En invitant les participants et les invités à cet exercice visuel, le Pr. Elikia Mbokolo, qui préside le « Comité scientifique » et du « Comité d’organisation » de cette conférence, a voulu les mettre devant une évidence : « la volonté de compter sur ses propres forces », qui caractérise de manière particulière les fidèles kimbanguistes. « Quand on veut, on peut, quand on veut beaucoup, on peut beaucoup », a-t-il conclu, comme pour justifier les réalisations des « kimbanguistes ». Dans un mot de circonstance qui n’avait rien de ceux que nous avons l’habitude de suivre, le président du « Comité scientifique » et du « Comité d’organisation » a invité ceux appelés à parler aux autres de Simon Kimbangu dans ce « forum » organisé par des hommes de science, d’en relever le niveau. Par son mot, il venait d’en donner les couleurs. 

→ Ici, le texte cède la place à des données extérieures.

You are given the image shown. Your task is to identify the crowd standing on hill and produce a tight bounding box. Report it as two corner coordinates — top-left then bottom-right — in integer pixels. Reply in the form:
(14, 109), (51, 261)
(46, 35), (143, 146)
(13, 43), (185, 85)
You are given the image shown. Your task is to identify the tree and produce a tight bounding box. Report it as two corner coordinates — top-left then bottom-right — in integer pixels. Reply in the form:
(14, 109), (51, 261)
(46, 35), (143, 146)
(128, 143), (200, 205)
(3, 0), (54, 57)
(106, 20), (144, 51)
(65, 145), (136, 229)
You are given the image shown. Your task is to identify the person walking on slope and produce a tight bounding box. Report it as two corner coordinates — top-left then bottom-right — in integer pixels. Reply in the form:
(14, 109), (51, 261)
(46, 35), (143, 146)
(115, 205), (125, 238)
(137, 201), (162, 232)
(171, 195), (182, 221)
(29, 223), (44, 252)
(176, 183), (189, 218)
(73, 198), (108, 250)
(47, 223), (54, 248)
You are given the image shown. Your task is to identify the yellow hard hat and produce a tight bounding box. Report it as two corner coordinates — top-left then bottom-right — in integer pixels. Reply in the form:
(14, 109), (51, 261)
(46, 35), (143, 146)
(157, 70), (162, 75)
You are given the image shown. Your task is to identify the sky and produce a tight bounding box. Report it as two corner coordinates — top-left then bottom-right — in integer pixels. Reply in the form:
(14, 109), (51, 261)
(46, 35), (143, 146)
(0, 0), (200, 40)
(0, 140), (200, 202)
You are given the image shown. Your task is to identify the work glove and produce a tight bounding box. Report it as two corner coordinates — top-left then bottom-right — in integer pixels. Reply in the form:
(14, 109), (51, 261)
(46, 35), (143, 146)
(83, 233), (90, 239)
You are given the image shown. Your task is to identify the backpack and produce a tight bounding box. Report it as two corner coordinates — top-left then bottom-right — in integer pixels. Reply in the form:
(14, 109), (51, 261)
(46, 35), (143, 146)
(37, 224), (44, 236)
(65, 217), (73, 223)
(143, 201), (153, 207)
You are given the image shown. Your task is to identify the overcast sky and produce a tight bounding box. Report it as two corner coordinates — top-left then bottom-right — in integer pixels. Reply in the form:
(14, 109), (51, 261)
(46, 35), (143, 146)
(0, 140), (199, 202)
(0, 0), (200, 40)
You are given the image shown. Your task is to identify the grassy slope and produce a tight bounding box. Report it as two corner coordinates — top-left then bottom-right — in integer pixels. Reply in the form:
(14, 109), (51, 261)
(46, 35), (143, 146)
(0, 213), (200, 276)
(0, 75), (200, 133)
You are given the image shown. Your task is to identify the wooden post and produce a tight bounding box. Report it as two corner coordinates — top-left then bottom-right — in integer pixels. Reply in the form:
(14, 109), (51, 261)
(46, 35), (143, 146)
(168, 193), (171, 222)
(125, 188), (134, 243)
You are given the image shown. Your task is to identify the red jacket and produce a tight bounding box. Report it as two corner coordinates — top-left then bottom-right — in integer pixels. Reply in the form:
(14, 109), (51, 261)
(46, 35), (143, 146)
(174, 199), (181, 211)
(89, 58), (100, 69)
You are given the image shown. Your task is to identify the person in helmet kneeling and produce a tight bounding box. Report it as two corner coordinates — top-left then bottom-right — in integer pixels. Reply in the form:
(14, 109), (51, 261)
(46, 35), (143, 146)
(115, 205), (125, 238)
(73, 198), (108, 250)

QU’A-T-IL DONC FAIT, CE SIMON KIMBANGU ? Qu’a donc fait Simon Kimbangu, ce simple paysan agriculteur doublé d’un joueur de flûte? Elikia Mbokolo a tenté de circonscrire la réponse à cette question fondamentale en partant de la célèbre prophétie de celui qui incarne et symbolise aujourd’hui la résistance des Noirs face aux injustices des Blancs. « Des Noirs deviendront des Blancs et des Blancs deviendront des Noirs » sera l’élément déclencheur du calvaire de Simon Kimbangu qui va le conduire de la prison de « Thysville (aujourd’hui Mbanza-Ngungu) » à la mort en passant par un jugement inique de 3 jours le condamnant à « la peine de mort » et la prison « d’Elisabethville (aujourd’hui Lubumbashi) », chef-lieu du Katanga. 

Le catéchiste, qui n’avait pas encore 35 ans lors de son emprisonnement, va passer 30 ans dans sa cellule d’où il sortira mort. Son message de « subversion » va continue de travailler dans l’opinion. Avant de ressurgir en explosant le 04 janvier 1959, dans la commune de Kasavubu où habitait un certain Joseph Kabila, lorsque les émeutes populaires ont déclenché l’indépendance de la « RDC ». La prophétie de Simon Kimbangu venait de se concrétiser. Au passage, il a évoqué la révision du procès de Simon Kimbangu dont l’arrêt a été rendu le vendredi 22 juillet 2011, le réhabilitant en reconnaissant qu’il n’était pas un criminel, comme l’avait signifié le « Conseil de guerre » de Thysville, le 03 octobre 1921. Simon Kimbangu dont l’Eglise n’a pas jamais été détruite par les colonisateurs qui l’ont interdite avant de la reconnaître le 24 décembre 1959, vient donc de sortir victorieux après plusieurs décennies d’opprobre. 

Tout compte fait, Simon Kimbangu demeure l’une des grandes figures fondatrices du Congo que le pays a donné à l’Afrique et au reste du monde. D’autres figures sont aussi Kimpa Vita brûlée, Patrice Lumumba, assassiné et Laurent-Désiré Kabila assassiné également. « Bolingo, Mibeko, Misala », la devise des « kimbanguistes » veut dire beaucoup de choses à la fois qui montre entre autres l’amour, le respect aux lois du pays, la prise en charge de soi. 

Parler de Simon Kimbangu, de son œuvre, de sa contribution au processus de libération de l’homme noir signifie aussi écarter « beaucoup de rumeurs, trop de rumeurs, de diffamations, de diabolisation » sur cet homme dont on a aussi dit des choses heureuses. Voilà donc une des occasions offertes aux hommes de science, aux « travailleurs de l’esprit » de répondre aux questions fondamentales comme « Qui est Simon Kimbangu ? », « Qui est finalement Simon Kimbangu ? », « Qui est le Simon Kimbangu de tous les récits qui se succèdent sur cet homme ? », « Est- il seul ? » 

Après tout ce qui a été déjà dit sur cet homme, le Pr. Elikia Mbokolo s’interroge : « Qu’avons-nous encore à dire et à apprendre aujourd’hui de lui et de son Eglise ? » Un homme que la République, par son président Joseph Kabila, a reconnu comme héros national en le décorant, à titre posthume, « Grand cordon Kabila-Lumumba » ? Simon Kimbangu reste à ce jour un patrimoine commun à nous tous. « Non, Simon Kimbangu n’appartient pas aux seuls kimbanguistes, aux seuls bakongo, aux seuls Africains ». Cette déclaration de l’historien Elikia Mbokolo n’a pas laissé indifférents les cœurs de toute la salle. Qui l’a accueillie par une salve d’applaudissements.